One of the features of MacTeX 2008 that I was looking forward to was its inclusion of SyncTeX, Jerome Laurens replacement for pdfsync.

There are two ways to call SyncTeX, from the command line and in source. From the command line simply use the argument -synctex=1, and from source include \synctex=1 in the preamble. The former may be preferable if you want to distribute your LaTeX source—that way it will run without errors even by those whose TeX distributions do not include SyncTeX support.

Here is how synchronization worked with pdfsync. A word in your source is associated with a file name and a line number where it occurs. The file name and line number together constituted the input record. That same word as it occurs in the pdf generated from the source is associated with a page number and a location on that page. Together these constituted the output record. Synchronization was achieved by linking the input record with the output record. Moreover this was done by assigning each of these records with a unique tag. This was necessary since while the TeX engine will place a word in the source on some page in the generated pdf and on some location on that page, by the time it has done this, it has “forgotten” the file name and line number. Unique tags were thus required to preserve this information for synchronization. These tags were stored in special data nodes in every pargraph, math display, etc.

There were three problems, however, with this synchronization solution:

  1. The data nodes used by pdfsync could interfere with TeX’s line breaking mechanism and thus affect the layout of the page.
  2. pdfsync was incompatible with certain LaTeX packages. While some could be rewritten to accommodate pdfsync, others could not.
  3. The mapping from the input record to the output record was not one-one, but one-many. So developers of pdf viewers supporting pdfsync had to choose the right mapping from the input record to the output record, and this was not always easy to do.

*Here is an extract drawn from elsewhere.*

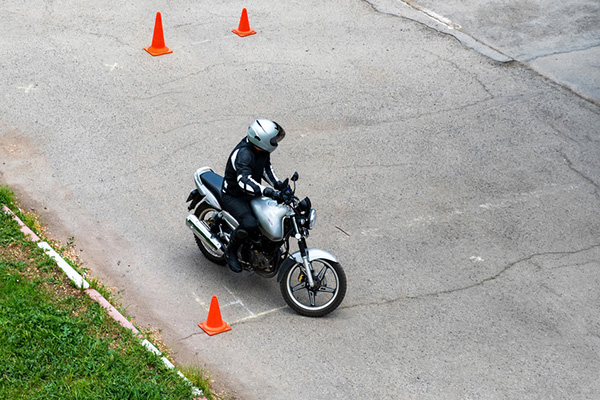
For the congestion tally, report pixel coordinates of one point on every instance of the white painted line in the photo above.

Instead of using special data notes, SyncTeX exploits kern nodes and glue nodes that are determined early on in TeX’s processing of the source to track the location of a word in the pdf output.

Another advantage of SyncTeX over pdfsync is that SyncTeX also supports dvi and xdv outputs (not that useful for me, but your situation may differ).

The TeXLive distribution, which MacTeX is built upon, is the first implementation of SyncTeX, and both PdfTeX and XeTeX in TeXLive now have SyncTeX support embedded deep within these TeX engines.

{ 2 } Comments

  1. raheel | September 25, 2008 at 10:58 am | Permalink

    Hi Mark, Have you been able to setup Textmate for use with SyncTeX?

  2. Mark Eli Kalderon | September 26, 2008 at 1:45 pm | Permalink

    The LaTeX bundle has included SyncTeX support since TL2008 was in beta. If you grab the latest version of the bundle from the subversion repository, it should work out of the box. As long as your viewer supports SyncTeX as well, that is. The latest version of Skim does.